Après leur achèvement, le Minas Geraes et le São Paulo naviguèrent jusqu'au Brésil. Le Minas Geraes quitta Newcastle le 5 février 1910 et se rendit à Plymouth avant d'entamer un voyage vers les États-Unis le 8 février[55],[56]. Il fut assigné à l'escorte du croiseur cuirassé américain USS North Carolina, rapatriant le corps de l'ambassadeur brésilien aux États-Unis Joaquim Nabuco jusqu'à Rio de Janeiro[52],[57],[58]. Ils arrivèrent dans la ville le 17 avril 1910[19],[52]. Le São Paulo quitta Greenock le 16 septembre 1910[59] et fit une escale à Cherbourg, en France, pour embarquer le président brésilien Hermes da Fonseca[60],[61]. Après son départ le 27[62], le São Paulo se rendit à Lisbonne au Portugal où Fonseca était un invité du roi Manuel II. Peu après leur arrivée, la révolution du 5 octobre 1910 commença[63]. Bien que le président ait offert l'asile politique au roi et à sa famille, l'offre fut refusée[64]. Il y eut une rumeur selon laquelle le roi était à bord et les révolutionnaires tentèrent d'inspecter le navire mais cela leur fut refusé. Ils demandèrent également au Brésil de faire descendre des marins "pour aider au maintien de l'ordre" mais cette demande fut également rejetée[65]. Le São Paulo quitta Lisbonne le 7 octobre et appareilla pour Rio de Janeiro[63],[66] où il arriva le 25 octobre[59].

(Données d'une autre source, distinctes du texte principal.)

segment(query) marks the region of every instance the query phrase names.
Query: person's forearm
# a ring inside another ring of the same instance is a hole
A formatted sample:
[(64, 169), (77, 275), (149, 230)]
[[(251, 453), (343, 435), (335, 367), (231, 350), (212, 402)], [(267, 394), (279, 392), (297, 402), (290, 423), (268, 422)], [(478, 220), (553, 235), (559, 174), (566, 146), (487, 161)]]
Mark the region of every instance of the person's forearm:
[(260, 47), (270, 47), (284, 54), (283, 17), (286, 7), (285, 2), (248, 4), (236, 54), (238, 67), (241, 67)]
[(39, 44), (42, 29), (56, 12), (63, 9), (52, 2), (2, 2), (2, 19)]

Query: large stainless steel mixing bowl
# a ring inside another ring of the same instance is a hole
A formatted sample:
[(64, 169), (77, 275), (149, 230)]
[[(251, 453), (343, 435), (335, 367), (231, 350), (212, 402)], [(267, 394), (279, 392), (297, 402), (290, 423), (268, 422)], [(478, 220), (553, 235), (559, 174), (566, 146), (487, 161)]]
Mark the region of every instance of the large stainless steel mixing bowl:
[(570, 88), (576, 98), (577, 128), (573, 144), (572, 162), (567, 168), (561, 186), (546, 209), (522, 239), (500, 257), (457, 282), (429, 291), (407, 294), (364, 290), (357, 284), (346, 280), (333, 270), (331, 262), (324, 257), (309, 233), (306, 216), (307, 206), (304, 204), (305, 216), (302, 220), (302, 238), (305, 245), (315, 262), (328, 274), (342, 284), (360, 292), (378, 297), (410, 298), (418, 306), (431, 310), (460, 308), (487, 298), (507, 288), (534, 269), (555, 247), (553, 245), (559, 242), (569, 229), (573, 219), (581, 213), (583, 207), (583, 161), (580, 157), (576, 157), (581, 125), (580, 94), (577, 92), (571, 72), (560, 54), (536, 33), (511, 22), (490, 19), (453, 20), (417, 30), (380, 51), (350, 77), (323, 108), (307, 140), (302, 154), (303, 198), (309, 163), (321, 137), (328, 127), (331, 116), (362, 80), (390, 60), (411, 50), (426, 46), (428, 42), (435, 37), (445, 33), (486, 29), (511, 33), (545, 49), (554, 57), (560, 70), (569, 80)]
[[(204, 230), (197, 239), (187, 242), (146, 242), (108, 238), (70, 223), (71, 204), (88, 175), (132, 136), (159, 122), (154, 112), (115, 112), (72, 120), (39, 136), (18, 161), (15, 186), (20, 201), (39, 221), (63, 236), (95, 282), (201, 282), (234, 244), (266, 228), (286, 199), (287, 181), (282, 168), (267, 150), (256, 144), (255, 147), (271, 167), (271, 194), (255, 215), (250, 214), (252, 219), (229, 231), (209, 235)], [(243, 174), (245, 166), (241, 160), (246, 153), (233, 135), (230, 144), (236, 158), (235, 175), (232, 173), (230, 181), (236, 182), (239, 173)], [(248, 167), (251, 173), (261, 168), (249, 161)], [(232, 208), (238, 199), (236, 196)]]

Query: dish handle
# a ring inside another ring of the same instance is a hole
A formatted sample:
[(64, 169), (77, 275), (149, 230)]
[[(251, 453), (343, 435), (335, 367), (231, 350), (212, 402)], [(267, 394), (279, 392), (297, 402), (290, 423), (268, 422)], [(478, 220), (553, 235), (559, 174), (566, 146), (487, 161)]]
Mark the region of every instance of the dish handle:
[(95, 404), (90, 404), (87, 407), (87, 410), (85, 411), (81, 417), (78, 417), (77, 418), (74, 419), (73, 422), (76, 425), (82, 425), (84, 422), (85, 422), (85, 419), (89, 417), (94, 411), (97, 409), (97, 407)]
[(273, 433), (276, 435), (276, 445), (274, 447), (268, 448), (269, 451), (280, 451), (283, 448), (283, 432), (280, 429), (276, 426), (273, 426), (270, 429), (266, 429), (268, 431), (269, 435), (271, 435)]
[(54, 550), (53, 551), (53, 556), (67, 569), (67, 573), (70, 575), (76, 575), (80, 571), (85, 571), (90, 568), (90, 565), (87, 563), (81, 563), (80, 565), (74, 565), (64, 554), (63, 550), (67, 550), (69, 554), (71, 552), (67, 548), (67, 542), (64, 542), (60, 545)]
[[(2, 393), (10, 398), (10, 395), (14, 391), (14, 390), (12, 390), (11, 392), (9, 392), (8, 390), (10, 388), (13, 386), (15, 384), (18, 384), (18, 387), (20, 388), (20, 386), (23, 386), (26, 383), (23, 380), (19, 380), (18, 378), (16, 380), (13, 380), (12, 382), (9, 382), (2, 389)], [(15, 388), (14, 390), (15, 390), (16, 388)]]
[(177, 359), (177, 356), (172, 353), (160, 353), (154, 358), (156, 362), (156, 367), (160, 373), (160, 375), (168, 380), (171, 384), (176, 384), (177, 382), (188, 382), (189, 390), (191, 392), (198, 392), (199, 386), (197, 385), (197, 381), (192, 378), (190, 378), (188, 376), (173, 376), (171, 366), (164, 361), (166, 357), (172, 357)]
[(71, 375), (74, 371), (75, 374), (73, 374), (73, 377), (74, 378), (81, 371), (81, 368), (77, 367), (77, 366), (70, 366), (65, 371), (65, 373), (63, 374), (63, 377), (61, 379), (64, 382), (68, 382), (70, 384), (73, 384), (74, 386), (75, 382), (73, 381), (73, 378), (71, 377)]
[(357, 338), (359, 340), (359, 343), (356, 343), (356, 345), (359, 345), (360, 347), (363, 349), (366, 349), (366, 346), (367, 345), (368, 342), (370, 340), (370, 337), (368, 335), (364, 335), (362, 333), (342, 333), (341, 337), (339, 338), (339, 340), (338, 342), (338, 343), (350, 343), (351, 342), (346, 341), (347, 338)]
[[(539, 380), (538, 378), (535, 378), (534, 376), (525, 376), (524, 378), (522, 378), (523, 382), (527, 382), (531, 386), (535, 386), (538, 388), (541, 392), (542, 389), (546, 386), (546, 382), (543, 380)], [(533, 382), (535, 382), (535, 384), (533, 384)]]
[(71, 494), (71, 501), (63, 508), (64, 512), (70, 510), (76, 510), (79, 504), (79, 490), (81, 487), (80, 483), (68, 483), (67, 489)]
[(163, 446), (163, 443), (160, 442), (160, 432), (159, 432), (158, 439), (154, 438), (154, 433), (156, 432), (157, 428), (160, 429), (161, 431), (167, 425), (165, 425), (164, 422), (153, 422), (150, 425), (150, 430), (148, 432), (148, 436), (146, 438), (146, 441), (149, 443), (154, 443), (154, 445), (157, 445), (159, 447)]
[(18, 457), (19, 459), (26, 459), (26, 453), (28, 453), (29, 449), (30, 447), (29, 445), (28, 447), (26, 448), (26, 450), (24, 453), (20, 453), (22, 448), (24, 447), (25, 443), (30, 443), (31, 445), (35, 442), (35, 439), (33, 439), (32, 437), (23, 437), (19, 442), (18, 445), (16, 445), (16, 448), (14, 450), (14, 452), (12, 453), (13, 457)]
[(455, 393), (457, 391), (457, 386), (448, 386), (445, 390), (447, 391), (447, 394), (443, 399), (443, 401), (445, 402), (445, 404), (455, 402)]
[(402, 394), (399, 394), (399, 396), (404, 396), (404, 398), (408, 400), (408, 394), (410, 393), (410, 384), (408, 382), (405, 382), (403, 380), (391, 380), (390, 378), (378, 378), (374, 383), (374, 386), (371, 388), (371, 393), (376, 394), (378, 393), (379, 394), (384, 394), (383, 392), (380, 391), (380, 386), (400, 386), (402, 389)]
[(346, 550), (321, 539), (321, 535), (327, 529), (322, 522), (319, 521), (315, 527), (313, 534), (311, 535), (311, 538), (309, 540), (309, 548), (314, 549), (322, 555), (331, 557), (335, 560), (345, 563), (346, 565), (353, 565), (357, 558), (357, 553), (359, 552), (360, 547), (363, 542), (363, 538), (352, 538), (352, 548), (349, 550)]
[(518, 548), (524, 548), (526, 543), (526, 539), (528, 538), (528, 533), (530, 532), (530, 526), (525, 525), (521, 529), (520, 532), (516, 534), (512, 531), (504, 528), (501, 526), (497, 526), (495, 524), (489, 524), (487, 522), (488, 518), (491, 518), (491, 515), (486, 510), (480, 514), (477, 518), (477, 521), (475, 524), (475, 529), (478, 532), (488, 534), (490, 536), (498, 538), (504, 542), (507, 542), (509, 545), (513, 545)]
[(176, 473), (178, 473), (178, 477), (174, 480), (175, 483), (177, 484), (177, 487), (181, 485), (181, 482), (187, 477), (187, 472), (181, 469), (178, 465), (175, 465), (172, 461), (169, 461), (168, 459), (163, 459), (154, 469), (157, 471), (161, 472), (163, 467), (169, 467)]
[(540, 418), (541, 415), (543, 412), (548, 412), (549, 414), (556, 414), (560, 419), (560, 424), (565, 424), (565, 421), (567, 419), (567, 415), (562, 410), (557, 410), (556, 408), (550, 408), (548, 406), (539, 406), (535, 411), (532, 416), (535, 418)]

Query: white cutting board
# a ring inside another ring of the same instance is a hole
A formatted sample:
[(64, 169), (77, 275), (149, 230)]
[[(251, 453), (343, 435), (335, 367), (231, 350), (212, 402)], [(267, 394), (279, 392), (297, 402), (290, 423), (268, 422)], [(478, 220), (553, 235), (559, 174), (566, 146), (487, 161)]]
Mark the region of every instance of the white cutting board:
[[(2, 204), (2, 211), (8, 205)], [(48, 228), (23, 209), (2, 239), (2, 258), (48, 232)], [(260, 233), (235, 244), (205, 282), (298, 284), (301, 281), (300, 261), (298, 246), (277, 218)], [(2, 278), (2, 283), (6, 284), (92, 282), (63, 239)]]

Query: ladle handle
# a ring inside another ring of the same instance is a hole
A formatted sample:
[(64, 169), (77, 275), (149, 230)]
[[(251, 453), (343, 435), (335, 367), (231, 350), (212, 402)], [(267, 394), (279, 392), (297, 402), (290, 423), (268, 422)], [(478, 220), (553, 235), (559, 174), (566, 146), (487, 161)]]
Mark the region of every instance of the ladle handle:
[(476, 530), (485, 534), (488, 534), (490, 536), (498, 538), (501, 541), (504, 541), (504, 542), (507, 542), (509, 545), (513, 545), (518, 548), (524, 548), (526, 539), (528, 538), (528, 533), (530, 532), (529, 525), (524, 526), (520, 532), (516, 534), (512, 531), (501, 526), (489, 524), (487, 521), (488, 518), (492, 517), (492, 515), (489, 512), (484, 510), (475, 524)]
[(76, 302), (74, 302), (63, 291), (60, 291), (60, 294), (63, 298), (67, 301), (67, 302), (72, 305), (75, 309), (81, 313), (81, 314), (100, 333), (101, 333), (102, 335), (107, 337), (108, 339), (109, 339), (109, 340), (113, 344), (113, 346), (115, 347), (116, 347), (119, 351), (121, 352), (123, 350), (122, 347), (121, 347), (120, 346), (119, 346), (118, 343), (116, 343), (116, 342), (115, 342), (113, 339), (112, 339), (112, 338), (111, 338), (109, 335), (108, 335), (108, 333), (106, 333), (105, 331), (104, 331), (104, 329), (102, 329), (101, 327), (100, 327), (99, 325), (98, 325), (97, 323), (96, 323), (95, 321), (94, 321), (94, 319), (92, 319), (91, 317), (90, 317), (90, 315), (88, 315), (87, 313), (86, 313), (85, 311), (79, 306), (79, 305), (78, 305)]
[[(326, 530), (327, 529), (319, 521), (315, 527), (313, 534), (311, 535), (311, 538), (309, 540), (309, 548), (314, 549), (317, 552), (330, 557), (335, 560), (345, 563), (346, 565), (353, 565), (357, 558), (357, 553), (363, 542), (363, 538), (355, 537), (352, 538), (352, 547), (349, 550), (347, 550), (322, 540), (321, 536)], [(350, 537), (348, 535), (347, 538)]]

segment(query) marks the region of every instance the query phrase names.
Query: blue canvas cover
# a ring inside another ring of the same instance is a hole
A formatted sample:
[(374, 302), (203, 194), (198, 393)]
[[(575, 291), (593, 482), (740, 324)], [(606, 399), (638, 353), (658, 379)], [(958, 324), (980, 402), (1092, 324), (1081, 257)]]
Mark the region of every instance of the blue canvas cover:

Révolte du fouet[modifier | modifier le code]

João Cândido Felisberto avec des journalistes, des officiers et des marins à bord du Minas Geraes le 26 novembre 1910, le dernier jour de la révolte du fouet

Peu après l'arrivée du São Paulo, une importante mutinerie connue sous le nom de Révolte du fouet ou Revolta da Chibata éclata sur quatre des nouveaux navires de la flotte brésilienne. L'étincelle initiale eut lieu le 16 novembre 1910 lorsque le marin afro-brésilien Marcelino Rodrigues Menezes reçut 250 coups de fouet pour insubordination[N 9]. De nombreux marins afro-brésiliens étaient les fils d'anciens esclaves ou étaient des anciens esclaves affranchis par la loi d'abolition mais qui avaient été obligés d'entrer dans l'armée. Ils avaient réfléchi à la possibilité d'une révolte et Menezes joua le rôle de catalyseur. D'autres préparatifs étaient nécessaires et la mutinerie fut repoussée au 22 novembre. Les équipages du Minas Geraes, du São Paulo, du cuirassé Deodoro âgé de douze ans et du nouveau croiseur Bahia s'emparèrent de leurs navires avec un minimum de violence : deux officiers du Minas Geraes et un sur le São Paulo et le Bahia furent tués[68].

Les navires étaient bien pourvus en munitions, en provisions et en charbon et la seule demande des mutins menés par João Cândido Felisberto était l'abolition de l'"esclavage pratiqué au sein de la marine brésilienne". Ils s'opposaient aux faibles salaires, aux longues heures de travail, à l'entrainement inadéquat des marins novices et aux punitions dont le bôlo (être frappé sur la main avec une canne) et l'utilisation de fouets (chibata), qui finit par symboliser la révolte. Le 23, le congrès brésilien avait commencé à étudier la possibilité d'une amnistie générale pour les marins. Le sénateur Ruy Barbosa, un opposant de longue date à l'esclavage rassembla un large soutien populaire et la mesure fut adoptée à l'unanimité au Sénat le 24 novembre. La mesure fut ensuite présentée devant la Chambre des députés[69].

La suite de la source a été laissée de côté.